Der Kommunikationswissenschafter Friedemann Schulz von Thun hat zur Untersuchung von Gesprächen das Modell der Intentionsanalyse entwickelt, das sich – leicht adaptiert – auch sehr gut auf schriftliche Quellen der Vergangenheit anwenden lässt. [<<16] Demnach gibt es einen Sender einer Nachricht sowie einen oder mehrere Empfänger. Versteht man schriftliche Quellen als Nachrichten, so ist dies die einzige Überlieferung, die uns erhalten ist, während Sender und Empfänger in der Regel verstorben oder nicht greifbar sind. Nach Schulz von Thun haben Nachrichten insgesamt vier Seiten, die auf Sender und Empfänger rückschließen lassen und anhand des folgenden Beispieltextes exemplarisch vorgestellt werden.
Der italienische Humanist Leonardo Bruni (ca. 1370–1444) reiste im Spätherbst des Jahres 1414 als Sekretär des (Gegen-)Papstes Johannes XXIII. von Norditalien zum Konzil von Konstanz. In seinem Brief an den Humanistenfreund Niccolò Niccoli interessierte er sich vor allem für Land und Leute im Etschtal und für die Natur der Alpen.

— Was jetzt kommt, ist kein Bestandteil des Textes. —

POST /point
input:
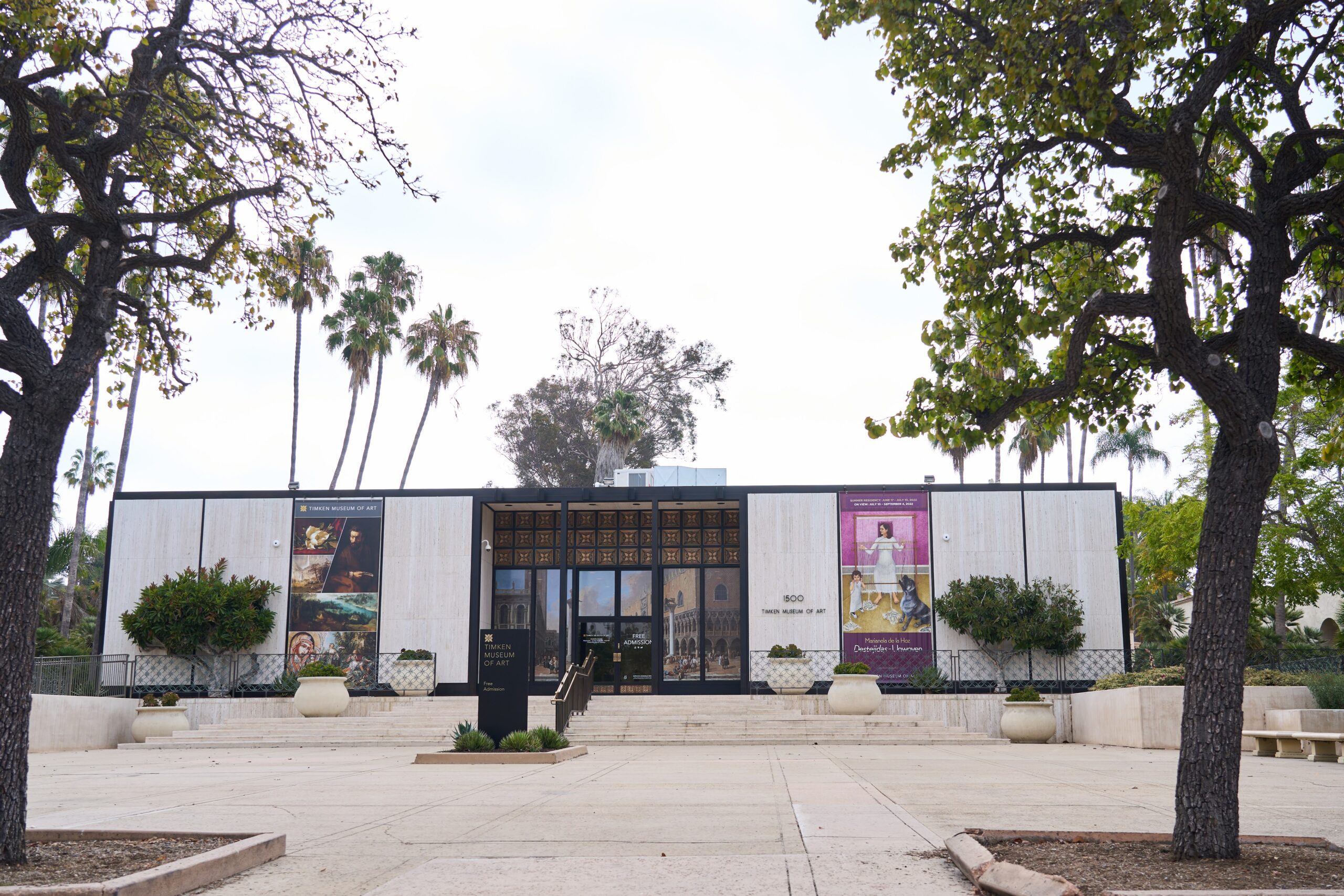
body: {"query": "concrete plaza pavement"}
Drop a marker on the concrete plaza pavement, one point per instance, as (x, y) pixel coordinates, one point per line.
(742, 820)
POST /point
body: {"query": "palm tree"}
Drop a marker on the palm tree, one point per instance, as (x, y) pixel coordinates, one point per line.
(618, 419)
(443, 351)
(1156, 618)
(306, 275)
(390, 284)
(90, 471)
(958, 453)
(1136, 446)
(1033, 444)
(351, 333)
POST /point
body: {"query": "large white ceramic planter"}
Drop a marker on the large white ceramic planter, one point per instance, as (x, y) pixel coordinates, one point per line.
(413, 678)
(854, 696)
(158, 722)
(786, 675)
(1028, 723)
(322, 696)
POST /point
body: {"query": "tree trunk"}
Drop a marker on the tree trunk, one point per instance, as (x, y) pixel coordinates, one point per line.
(350, 424)
(81, 508)
(429, 399)
(1209, 766)
(611, 457)
(131, 417)
(293, 428)
(1069, 449)
(373, 416)
(27, 475)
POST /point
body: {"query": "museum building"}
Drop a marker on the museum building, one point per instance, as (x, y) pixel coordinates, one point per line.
(674, 589)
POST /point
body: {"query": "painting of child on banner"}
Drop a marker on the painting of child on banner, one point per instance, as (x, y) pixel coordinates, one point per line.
(885, 585)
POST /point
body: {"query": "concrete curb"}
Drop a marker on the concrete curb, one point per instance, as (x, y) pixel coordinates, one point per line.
(1006, 879)
(1221, 892)
(172, 879)
(1135, 837)
(499, 758)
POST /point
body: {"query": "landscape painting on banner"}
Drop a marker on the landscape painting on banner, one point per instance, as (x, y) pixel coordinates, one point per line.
(885, 586)
(335, 582)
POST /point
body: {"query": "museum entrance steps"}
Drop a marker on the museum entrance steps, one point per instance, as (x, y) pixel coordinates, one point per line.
(635, 721)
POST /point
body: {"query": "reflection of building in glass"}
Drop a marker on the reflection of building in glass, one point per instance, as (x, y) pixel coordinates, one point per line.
(512, 598)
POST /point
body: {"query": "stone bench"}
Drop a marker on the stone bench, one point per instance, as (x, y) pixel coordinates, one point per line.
(1323, 746)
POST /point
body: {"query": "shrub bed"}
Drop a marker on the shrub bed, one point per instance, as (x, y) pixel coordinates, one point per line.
(541, 739)
(1168, 676)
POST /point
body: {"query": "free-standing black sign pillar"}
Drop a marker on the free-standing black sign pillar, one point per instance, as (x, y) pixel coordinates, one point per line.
(502, 702)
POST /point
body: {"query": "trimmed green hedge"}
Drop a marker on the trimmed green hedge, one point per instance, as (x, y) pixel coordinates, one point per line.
(1170, 676)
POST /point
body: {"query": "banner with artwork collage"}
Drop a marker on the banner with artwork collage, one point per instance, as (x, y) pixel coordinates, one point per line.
(334, 583)
(885, 585)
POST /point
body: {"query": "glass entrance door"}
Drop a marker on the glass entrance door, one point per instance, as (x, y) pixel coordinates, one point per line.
(616, 625)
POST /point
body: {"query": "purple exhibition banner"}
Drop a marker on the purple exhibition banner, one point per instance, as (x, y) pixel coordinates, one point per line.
(885, 585)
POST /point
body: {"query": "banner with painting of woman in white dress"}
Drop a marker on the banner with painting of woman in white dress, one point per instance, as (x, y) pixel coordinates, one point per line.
(885, 586)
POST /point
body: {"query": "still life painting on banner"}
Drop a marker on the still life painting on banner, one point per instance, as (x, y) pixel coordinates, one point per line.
(885, 583)
(334, 583)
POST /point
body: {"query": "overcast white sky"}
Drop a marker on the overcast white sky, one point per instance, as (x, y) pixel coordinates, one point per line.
(716, 162)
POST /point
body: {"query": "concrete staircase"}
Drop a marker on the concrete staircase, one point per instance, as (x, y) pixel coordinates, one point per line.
(635, 721)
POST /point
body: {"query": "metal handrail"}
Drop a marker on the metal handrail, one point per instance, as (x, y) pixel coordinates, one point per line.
(573, 692)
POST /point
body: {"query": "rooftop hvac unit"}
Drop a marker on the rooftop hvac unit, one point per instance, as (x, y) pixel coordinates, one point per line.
(666, 476)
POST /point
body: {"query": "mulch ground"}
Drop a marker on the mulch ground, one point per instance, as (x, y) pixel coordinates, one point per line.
(1095, 868)
(96, 860)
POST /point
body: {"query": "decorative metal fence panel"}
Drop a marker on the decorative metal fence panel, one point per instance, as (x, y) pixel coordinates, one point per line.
(277, 675)
(92, 676)
(965, 671)
(792, 675)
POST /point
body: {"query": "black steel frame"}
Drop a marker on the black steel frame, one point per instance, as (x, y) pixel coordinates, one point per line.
(565, 496)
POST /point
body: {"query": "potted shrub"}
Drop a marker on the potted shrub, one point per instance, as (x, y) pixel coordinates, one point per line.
(322, 691)
(201, 617)
(854, 692)
(159, 718)
(1006, 617)
(413, 673)
(788, 671)
(929, 680)
(1027, 719)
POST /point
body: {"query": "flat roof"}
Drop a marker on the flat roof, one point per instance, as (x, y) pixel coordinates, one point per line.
(624, 495)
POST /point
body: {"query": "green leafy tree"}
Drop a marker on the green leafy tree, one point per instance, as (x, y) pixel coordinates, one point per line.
(201, 612)
(441, 350)
(1004, 617)
(1077, 152)
(176, 138)
(1136, 446)
(548, 433)
(389, 285)
(618, 421)
(303, 276)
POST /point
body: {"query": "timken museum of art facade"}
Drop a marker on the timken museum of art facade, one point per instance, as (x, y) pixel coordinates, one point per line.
(673, 589)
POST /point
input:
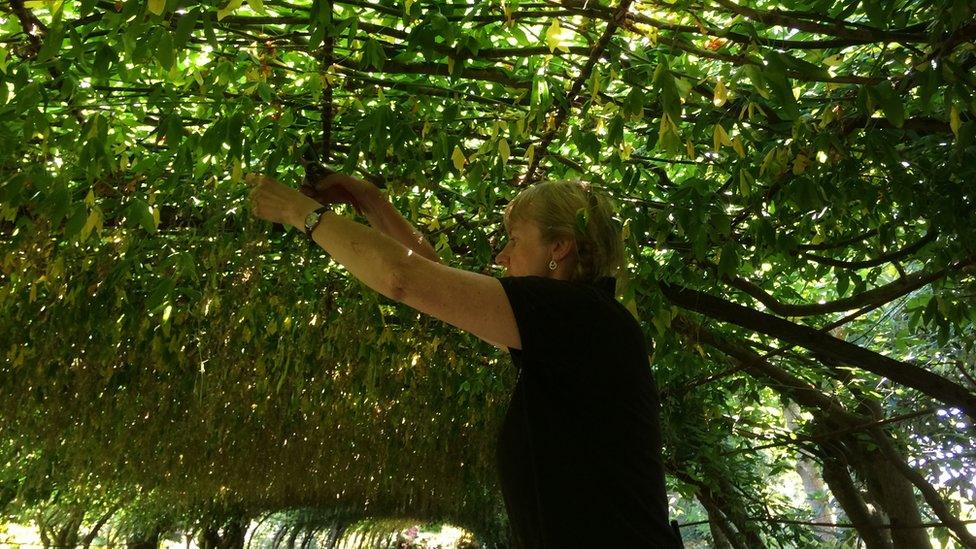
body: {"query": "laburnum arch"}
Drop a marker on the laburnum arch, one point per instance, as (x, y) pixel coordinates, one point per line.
(794, 181)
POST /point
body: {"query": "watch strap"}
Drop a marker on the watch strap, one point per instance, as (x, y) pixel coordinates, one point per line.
(313, 219)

„[…] Nach einer zweitägigen Reise durch dieses Tal [das Etschtal] erreichten wir Trient, eine Stadt, die sich durch eine ganz reizende natürliche Lage auszeichnet. […] Zurecht könnte es jemanden wundern, dass sich in dieser Stadt Männer, Frauen und die übrige Bewohnerschaft, die entweder Italienisch oder Deutsch sprechen, innerhalb einer einzigen Stadtmauer aufhalten. Denn so wie jeder entweder in einem Italien oder dem oberen Gallien zugewandten Teil der Stadt wohnt, so spricht er dementsprechend auch entweder unsere oder jene Sprache. Zudem glaube ich auch, dass es sich in den Versammlungen und öffentlichen Sitzungen dergestalt verhält, dass die einen in unserer und die anderen in barbarischer Sprache ihre Meinung abgeben – alles Bürger ein und derselben Stadt.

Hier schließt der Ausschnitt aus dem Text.